Seventeen-year-old Erica is a timekeeper who's capable of stealing people's lifetime (Good hook, but I do have a question or two. Like does she steal the years from someone's life or just takes their lives right then and there?). Whenever she's injured, whether it’s
only a hand burn or a dislocated arm, she uses the time she stole to heal herself. (It does seem silly to use someone's time to heal a hand burn, but I'mma go with it.)
As the last royal timekeeper (There was more of these people? What happened to the others?), Erica is set to become the leader of her people. But (Reads more fluidly than "yet".)
not all the power in the world cannot protect her from Daray: (Either works, but I'd do a :.) the man who murdered her family to be the leader (Question: If her parents, who are the original leaders, are dead, wouldn't the power just go to her instead of him? So, "to be the leader" would be incorrect. I suggest perhaps: "...her family to get one step closer to taking the leader position for himself" or something like that.). The fear of him cut her off from society (How? Did she run away? Show this. - Also, this is when you'd mention that he took the leader position, because now it's available if she did run away.), but now after years of seclusion that has made her a self-serving girl (Sounds strange to me, but could work.), Erica leaves the safety of her hiding place to atone (I'd use a simpler word than "atone" to help keep the flow of the sentence. I had to pause at that word for a sec.) for the life she didn’t live. (You mean to take the leader spot back?)

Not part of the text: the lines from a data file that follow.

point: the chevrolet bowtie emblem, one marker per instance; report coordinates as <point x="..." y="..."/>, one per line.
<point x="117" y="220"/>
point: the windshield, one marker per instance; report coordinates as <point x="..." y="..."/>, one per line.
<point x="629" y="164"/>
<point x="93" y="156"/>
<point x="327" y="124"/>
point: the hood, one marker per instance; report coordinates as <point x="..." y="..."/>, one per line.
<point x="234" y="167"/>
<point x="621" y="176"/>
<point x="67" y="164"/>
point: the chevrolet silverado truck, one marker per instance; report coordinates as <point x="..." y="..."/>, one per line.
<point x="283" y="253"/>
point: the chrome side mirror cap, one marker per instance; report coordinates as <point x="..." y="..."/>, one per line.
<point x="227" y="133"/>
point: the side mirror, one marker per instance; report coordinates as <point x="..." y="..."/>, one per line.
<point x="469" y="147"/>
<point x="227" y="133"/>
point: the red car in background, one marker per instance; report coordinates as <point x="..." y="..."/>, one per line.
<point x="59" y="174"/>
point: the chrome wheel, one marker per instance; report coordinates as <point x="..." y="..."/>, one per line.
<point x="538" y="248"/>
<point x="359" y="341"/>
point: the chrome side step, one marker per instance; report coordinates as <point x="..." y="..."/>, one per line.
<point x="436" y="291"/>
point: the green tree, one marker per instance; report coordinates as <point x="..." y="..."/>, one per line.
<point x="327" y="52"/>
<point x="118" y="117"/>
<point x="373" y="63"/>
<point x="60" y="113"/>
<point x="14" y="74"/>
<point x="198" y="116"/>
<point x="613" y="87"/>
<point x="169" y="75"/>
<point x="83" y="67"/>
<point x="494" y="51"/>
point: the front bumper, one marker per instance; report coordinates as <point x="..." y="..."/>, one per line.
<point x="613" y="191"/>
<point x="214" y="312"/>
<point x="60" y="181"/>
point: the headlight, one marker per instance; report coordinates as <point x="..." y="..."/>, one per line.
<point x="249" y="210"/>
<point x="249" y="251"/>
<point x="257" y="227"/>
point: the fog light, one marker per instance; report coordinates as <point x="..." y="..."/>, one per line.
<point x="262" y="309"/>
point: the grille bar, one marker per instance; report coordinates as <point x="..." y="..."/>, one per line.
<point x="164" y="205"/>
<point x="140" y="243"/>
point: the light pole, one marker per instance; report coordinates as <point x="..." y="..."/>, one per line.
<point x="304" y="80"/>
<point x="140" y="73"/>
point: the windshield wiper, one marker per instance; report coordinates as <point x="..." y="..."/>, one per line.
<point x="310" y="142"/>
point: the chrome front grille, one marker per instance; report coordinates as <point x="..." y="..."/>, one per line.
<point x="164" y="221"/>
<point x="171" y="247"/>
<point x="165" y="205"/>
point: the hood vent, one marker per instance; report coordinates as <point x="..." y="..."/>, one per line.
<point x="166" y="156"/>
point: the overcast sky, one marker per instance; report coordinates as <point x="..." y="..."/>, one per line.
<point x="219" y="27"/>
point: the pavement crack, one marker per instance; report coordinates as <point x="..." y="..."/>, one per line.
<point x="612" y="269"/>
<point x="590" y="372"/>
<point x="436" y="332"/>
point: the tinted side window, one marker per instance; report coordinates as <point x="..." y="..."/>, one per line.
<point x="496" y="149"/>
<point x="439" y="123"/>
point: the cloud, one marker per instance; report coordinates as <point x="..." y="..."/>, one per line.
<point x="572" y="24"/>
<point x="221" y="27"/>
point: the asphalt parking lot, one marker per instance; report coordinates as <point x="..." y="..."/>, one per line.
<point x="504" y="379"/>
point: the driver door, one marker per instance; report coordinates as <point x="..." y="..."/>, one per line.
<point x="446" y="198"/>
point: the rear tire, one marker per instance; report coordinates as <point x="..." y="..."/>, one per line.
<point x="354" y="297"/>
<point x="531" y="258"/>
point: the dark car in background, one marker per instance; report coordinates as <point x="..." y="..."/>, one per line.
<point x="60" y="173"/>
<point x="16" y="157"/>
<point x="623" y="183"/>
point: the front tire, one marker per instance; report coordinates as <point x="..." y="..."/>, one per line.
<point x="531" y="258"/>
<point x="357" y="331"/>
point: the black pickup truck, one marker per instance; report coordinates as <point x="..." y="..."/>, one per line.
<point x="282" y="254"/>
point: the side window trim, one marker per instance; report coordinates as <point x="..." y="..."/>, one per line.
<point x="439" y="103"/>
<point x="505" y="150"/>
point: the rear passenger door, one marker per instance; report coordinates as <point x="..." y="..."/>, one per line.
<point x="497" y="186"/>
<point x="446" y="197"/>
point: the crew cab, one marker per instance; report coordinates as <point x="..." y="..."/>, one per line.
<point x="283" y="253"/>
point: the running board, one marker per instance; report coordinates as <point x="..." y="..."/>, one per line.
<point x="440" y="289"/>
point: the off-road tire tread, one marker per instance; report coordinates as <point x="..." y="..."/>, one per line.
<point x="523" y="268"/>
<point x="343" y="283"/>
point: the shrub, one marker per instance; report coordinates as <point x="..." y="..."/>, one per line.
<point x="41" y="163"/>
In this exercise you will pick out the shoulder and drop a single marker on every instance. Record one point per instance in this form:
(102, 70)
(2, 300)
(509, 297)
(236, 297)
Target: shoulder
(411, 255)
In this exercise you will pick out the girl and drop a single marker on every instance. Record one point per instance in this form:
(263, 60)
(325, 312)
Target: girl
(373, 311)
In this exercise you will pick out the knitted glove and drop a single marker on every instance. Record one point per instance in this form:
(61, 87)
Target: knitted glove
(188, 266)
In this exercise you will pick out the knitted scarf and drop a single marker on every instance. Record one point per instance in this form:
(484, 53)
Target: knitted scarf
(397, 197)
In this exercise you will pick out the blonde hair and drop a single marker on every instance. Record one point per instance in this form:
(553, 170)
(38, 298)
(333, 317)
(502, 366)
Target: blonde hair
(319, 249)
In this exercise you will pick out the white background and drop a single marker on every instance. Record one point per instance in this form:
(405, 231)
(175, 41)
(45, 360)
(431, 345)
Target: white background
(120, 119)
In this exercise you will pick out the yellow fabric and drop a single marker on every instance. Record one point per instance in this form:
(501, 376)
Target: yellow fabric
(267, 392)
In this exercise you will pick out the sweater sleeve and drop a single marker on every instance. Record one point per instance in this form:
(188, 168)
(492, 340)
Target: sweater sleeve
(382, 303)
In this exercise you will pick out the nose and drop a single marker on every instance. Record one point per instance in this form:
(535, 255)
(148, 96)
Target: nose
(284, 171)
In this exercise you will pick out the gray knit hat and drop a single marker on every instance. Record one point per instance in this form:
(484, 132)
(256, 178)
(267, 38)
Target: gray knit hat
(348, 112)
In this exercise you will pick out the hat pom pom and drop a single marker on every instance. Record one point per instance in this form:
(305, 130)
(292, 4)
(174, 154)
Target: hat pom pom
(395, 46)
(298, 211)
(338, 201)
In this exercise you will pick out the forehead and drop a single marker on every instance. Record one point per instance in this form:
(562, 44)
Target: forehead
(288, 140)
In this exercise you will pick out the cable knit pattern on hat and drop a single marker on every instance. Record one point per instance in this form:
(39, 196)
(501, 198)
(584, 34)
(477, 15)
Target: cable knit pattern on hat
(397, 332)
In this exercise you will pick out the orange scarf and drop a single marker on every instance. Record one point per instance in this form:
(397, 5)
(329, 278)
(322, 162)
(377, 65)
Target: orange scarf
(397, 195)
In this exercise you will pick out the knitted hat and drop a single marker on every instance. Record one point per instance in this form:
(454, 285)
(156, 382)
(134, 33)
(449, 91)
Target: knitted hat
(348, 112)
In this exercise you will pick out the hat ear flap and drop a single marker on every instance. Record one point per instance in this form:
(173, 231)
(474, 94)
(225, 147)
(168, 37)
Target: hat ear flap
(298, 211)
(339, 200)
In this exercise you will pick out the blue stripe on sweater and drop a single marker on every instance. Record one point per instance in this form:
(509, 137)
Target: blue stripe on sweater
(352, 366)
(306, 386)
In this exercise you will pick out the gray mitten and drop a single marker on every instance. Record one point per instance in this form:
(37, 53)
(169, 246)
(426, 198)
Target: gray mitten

starts to changes when she meets Kyle, the boy who falls for her (I wouldn't say that. Seems like random info. I want to know who he is and what he believes in. Not about his love life.), despite her dangerous power (What dangerous power? Why are you just mentioning it now?), and shows her the life she’s been missing (What life has she been missing? Be specific. Also, I thought she was going to take the leader spot back. What happened?). For the first time, Erica feels safe (Expand on this more. How does he make her feel safe?) and can’t help falling for him. However, her happy days don’t last long (Or: "...days are cut short when...") when Daray shows up at Kyle’s doorstep, demanding his help to kill Erica. (1. Daray and Kyle know each other? 2. Why would Daray ask for Kyle's help? He has the leader position, doesn't he? Shouldn't he have hundreds of people under him that can do the work for him? 3. Why is he looking for Erica if he has the spot?) Feeling hopeless as ever, Erica discovers that Kyle is part of an old circle devoted to eliminate all timekeepers. (1. That is a complete sentence. 2. What. A circle? Like a group? - Good tension, but I want more. I would change to: "...Erica realizes that Kyle is a member of the _(give name of circle here)__, which is a deadly group aimed at eliminating all timekeepers. They only have one more left to go.)
Caught between her fear of Daray (Why is she afraid of him? Does he have powers too?) and her love for Kyle (But if he truly loves her, he wouldn't be a threat and would betray Daray. もちろん.), Erica finds herself
torn, forced to either make the hardest decision of her life: (This is telling. "Show" rather than "tell".) run away (again?) and leave Kyle alone to face Daray or stay and risk her life t he life she tried so hard to protect for the boy who has the power to end her. (What power does he have??? Introduce that earlier on. That'll build more tension in the query. Also, how long have they known each other? Like how long has it been since she ran away?)
Good draft. The more questions, the more I was curious and interested in your query, so great job. You have a good plot and good set up going here. My main thing is details. I need more details about each other their powers. Like...does everyone have a power? If you introduce something, explain it.